Goosebumps travelled up Caitlin’s legs and arms as she looked back to the hole in the wall. She stepped closer to it. It didn’t lead straight back more than a few feet, but went down. With great care and while calling out Suzette’s name, Caitlin eased onto her hands and knees. She crawled to the entrance, where a few larger rocks jutted up through the rim of the opening like crooked incisors in a gaping mouth. Careful to avoid them, Caitlin stuck her neck through the hole. Nowhere to go but down, although the hole widened the deeper it got. And then she saw it.

Suzette’s video camera, lying on the ground about ten feet below. Its own light source fanned out across the tunnel floor, illuminating a greater swath of the chamber than Caitlin’s piercing but narrow headlamp beam. At the outer edges of the camera’s light, Caitlin saw movement. It wasn’t Suzette, but in the back of her mind she realized she was still calling her name.

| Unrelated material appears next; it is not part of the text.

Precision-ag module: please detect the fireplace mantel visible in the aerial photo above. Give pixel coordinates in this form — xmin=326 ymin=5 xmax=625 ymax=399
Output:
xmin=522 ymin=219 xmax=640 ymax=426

The ground itself was moving, rolling.

 

 

 

 

17 | … Reaction

 

 

Caitlin backed away from the hole and stood. When she turned around, Asami and James were rounding the corner.

“Did Suzette go though there?” Asami asked, pointing into the ragged passage.

“Not sure yet. It leads straight down. Asami, James, I need you to follow me, please.”

James silently nodded his helmet up and down.

“Sure,” Asami said, still eyeing the hole. “You know, that doesn’t really look like geological upheaval,” she said, starting to walk over to it. “Was there any kind of digging or drilling activity by Outer Limits on the earlier missions? Because I could swear—”

“There wasn’t,” Caitlin said. “There were some preliminary tunnel walks like we’re doing now, that’s what I was—”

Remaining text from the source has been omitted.